冬になると


昨年末から年明け、一月末までに読んだ本。

冬になると特に読みたくなるのはゴシック・ホラー。

サラ・ウォーターズの「半身」は、少し前に買って本棚で待機していた本。

サラ・ウォーターズは、何年か前に、タイトルからしてもう不穏な小説「エアーズ家の没落」を読んで面白く、好きになった作家。

この方は、コルセットをつけた貴婦人が存在していた古い時代のイギリスを舞台に作品を多く描いていて、ミステリの要素もあるのでとても面白い。

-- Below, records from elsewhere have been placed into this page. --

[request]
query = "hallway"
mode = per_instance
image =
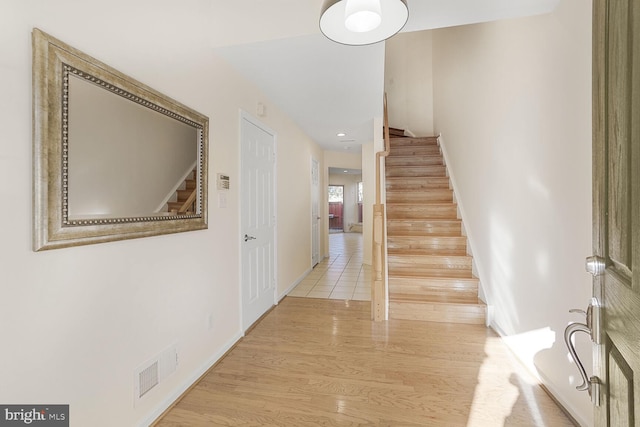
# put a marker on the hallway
(342, 275)
(322, 362)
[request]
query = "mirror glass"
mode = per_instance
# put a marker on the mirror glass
(113, 158)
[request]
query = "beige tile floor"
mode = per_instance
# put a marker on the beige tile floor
(340, 276)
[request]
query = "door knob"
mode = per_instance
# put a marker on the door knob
(595, 265)
(592, 328)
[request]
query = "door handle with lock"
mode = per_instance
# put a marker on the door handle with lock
(592, 328)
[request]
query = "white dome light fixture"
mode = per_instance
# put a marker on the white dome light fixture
(362, 22)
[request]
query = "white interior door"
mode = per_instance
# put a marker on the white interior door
(258, 220)
(315, 212)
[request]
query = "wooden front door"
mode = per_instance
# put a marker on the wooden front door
(616, 177)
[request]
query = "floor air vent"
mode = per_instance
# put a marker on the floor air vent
(155, 371)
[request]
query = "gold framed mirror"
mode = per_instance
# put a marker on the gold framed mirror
(113, 159)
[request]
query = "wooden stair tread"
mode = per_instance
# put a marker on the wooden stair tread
(430, 272)
(408, 140)
(450, 298)
(427, 251)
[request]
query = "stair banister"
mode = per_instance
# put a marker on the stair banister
(379, 286)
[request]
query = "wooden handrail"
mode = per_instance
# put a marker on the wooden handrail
(379, 286)
(189, 202)
(385, 153)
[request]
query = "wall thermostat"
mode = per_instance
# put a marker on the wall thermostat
(223, 181)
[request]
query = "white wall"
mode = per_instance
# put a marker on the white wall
(76, 322)
(409, 82)
(513, 103)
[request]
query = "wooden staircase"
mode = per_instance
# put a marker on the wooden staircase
(430, 272)
(183, 195)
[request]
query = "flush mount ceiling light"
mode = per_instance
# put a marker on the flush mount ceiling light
(361, 22)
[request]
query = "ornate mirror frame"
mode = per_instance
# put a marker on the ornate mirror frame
(54, 63)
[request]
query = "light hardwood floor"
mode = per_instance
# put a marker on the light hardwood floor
(322, 362)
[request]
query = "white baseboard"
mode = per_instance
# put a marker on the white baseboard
(163, 406)
(294, 284)
(547, 385)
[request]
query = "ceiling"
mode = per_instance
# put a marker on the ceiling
(325, 87)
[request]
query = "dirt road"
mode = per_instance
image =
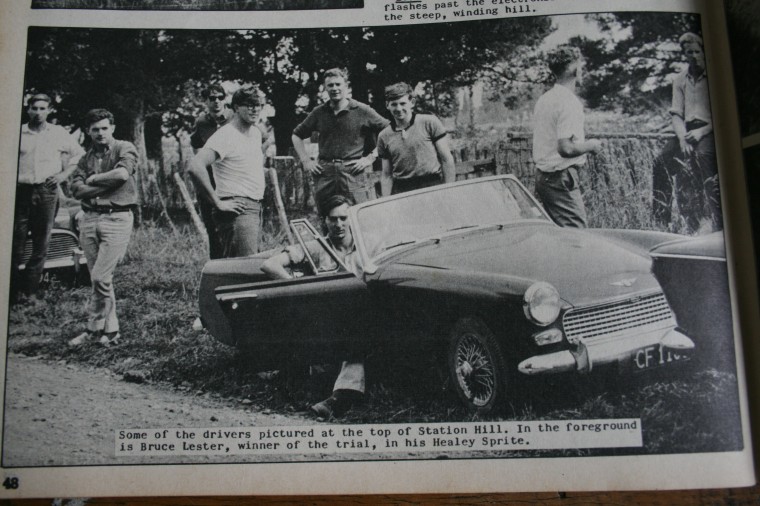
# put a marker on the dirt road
(59, 414)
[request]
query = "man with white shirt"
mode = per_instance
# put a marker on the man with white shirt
(235, 156)
(48, 155)
(559, 143)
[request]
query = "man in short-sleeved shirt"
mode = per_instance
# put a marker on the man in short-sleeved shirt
(205, 126)
(559, 145)
(349, 386)
(104, 182)
(414, 148)
(48, 155)
(689, 159)
(234, 154)
(347, 131)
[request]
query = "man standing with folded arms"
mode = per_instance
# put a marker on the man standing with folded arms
(48, 155)
(559, 143)
(235, 156)
(346, 129)
(414, 148)
(104, 182)
(689, 160)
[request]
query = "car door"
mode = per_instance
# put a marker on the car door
(321, 308)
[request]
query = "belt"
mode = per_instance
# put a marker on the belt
(695, 123)
(556, 172)
(239, 197)
(107, 210)
(339, 160)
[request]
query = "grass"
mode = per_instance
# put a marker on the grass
(157, 287)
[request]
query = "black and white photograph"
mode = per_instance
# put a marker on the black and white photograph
(491, 239)
(199, 5)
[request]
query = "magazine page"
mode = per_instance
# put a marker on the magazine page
(341, 246)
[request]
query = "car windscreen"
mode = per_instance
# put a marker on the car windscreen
(408, 219)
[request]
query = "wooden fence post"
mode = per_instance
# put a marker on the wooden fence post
(191, 208)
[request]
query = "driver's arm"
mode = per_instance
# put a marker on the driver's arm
(276, 267)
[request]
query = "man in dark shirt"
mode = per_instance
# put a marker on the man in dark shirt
(205, 126)
(414, 148)
(687, 164)
(346, 130)
(104, 182)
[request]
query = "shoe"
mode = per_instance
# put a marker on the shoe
(107, 339)
(336, 405)
(80, 339)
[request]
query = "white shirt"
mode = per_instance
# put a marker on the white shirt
(45, 153)
(558, 115)
(239, 171)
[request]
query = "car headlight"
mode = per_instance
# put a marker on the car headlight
(541, 303)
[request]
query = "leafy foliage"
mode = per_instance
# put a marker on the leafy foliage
(628, 69)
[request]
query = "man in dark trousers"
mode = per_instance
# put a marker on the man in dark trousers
(346, 129)
(414, 148)
(104, 181)
(559, 142)
(349, 386)
(687, 164)
(234, 154)
(48, 155)
(205, 126)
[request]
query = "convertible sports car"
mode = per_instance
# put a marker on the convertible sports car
(474, 270)
(694, 276)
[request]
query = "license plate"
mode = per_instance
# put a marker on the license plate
(656, 355)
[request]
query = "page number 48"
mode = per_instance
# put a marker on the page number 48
(10, 483)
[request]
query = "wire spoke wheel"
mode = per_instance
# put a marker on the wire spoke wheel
(476, 365)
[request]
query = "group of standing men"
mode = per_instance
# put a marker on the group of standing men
(228, 169)
(102, 178)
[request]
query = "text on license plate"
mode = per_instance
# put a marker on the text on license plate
(656, 356)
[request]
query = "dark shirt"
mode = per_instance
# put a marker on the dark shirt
(117, 154)
(346, 135)
(205, 126)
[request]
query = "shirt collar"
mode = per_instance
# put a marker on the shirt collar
(693, 79)
(25, 128)
(352, 104)
(109, 147)
(397, 129)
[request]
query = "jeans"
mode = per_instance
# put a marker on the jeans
(351, 377)
(104, 239)
(239, 233)
(691, 182)
(560, 194)
(36, 206)
(336, 180)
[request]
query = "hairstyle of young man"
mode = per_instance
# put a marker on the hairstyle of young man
(560, 59)
(212, 88)
(39, 97)
(247, 95)
(690, 38)
(95, 115)
(397, 91)
(336, 72)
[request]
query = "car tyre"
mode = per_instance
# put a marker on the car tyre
(476, 365)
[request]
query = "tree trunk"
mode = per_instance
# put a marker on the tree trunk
(285, 119)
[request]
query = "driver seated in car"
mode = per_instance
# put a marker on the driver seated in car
(349, 386)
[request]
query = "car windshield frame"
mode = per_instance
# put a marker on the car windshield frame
(373, 247)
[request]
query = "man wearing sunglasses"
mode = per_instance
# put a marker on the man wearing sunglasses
(234, 155)
(206, 125)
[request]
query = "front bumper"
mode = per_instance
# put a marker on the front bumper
(639, 351)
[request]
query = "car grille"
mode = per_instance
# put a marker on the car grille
(613, 319)
(61, 246)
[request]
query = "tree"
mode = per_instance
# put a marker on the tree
(629, 69)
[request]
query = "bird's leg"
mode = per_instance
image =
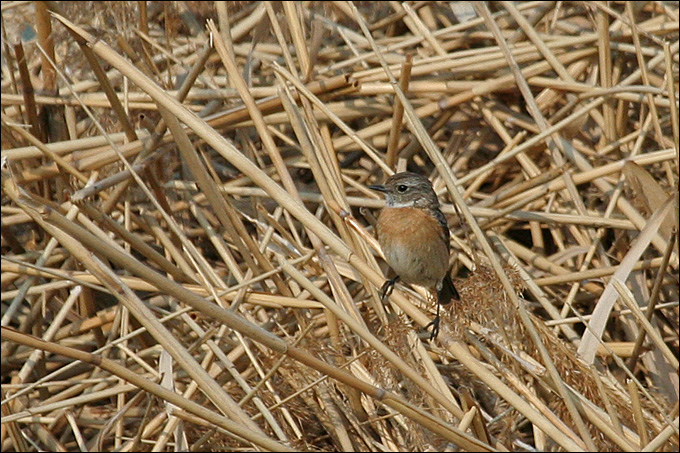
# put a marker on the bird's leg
(387, 288)
(435, 324)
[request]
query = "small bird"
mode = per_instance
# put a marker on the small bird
(414, 236)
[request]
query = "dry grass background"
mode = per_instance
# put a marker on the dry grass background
(187, 253)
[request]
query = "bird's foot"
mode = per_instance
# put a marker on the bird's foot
(387, 288)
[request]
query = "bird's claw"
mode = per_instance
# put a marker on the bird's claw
(435, 327)
(387, 288)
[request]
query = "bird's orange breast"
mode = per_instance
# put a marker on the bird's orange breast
(413, 245)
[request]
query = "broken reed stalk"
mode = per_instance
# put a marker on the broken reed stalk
(564, 222)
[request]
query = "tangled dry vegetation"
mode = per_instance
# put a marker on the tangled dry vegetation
(188, 258)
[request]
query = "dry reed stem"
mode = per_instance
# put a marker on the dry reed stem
(213, 207)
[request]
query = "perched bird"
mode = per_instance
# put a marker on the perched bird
(414, 236)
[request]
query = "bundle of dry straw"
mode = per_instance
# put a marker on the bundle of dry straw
(188, 256)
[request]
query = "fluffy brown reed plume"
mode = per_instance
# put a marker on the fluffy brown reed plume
(188, 261)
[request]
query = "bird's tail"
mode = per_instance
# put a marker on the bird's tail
(448, 291)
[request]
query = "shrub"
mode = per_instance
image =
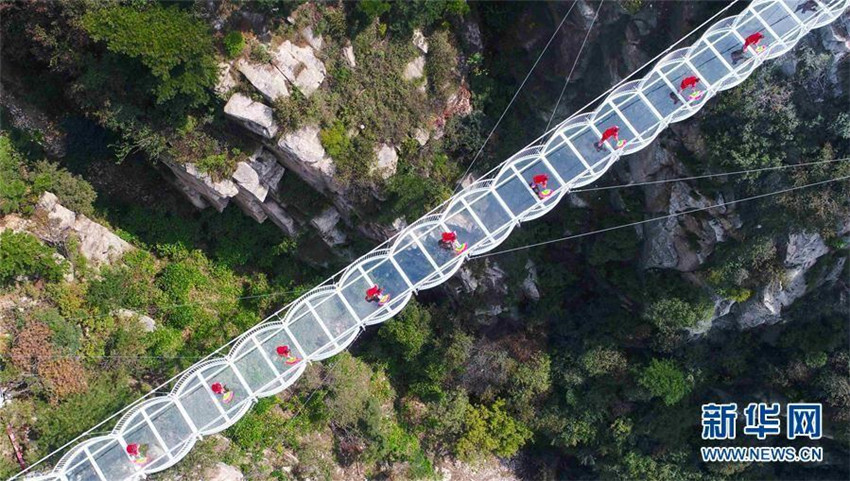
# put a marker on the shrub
(673, 313)
(234, 43)
(662, 378)
(181, 57)
(491, 430)
(13, 189)
(600, 361)
(335, 140)
(374, 8)
(21, 254)
(260, 53)
(72, 191)
(441, 65)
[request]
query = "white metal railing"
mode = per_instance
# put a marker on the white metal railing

今回読んだ「半身」も、怖いやらあっと驚かされるやらで、読書が捗った。作品の中の季節も冬で、たまたまこちらも厳冬期。なので臨場感には事欠かなかった。

難しい言い回しとかは全然ないし、女性ふたりが主人公なので、読みやすかった。


偶然にももう一冊の本、「キャロル」も、女性ふたりが主人公という点では同じ。

映画化されて初めて知った作品で(女神ケイト・ブランシェットが出ている)、映画が素敵だったので原作も読んでみた。映画版で一番好きなシーンは、主人公のうちの若い女性のほうが、悲しすぎてそれを受け入れられず吐くところ。あのシーンは胸に迫るものがあった。

ちなみにこちらの小説は時々内省的な記述が現れるので、そこはしっかり読んでついていく必要があった。


そうそう、その「キャロル」の中で、びっくりした箇所があった。

「ヒメウイキョウで風味をつけたピクルスとモッツァレッラチーズ、固ゆで卵ふたつも添えられていた。店で缶切りを借りるのを忘れたのでビールの缶を開けられなかったが、コーヒーなら魔法瓶に入っている。そこで缶ビールは後部座席の床に置くことにした」


店で缶切りを借りるのを忘れたのでビールの缶を開けられなかった、とある。

1950年代のアメリカでは、缶ビールは缶切りで開けて飲むものだったんだ! と衝撃を受けた。

道具がなくても気軽に缶ビールを開けられる現在からみれば、それは確かにちょっと不便かもしれないけれど、それはそれで高揚感が得られていいなあとも思った。

たまに飲む機会のある瓶ビールの、「栓を抜きました」という感覚には、リングを引っ張るときには味わえないワクワクがあるものね。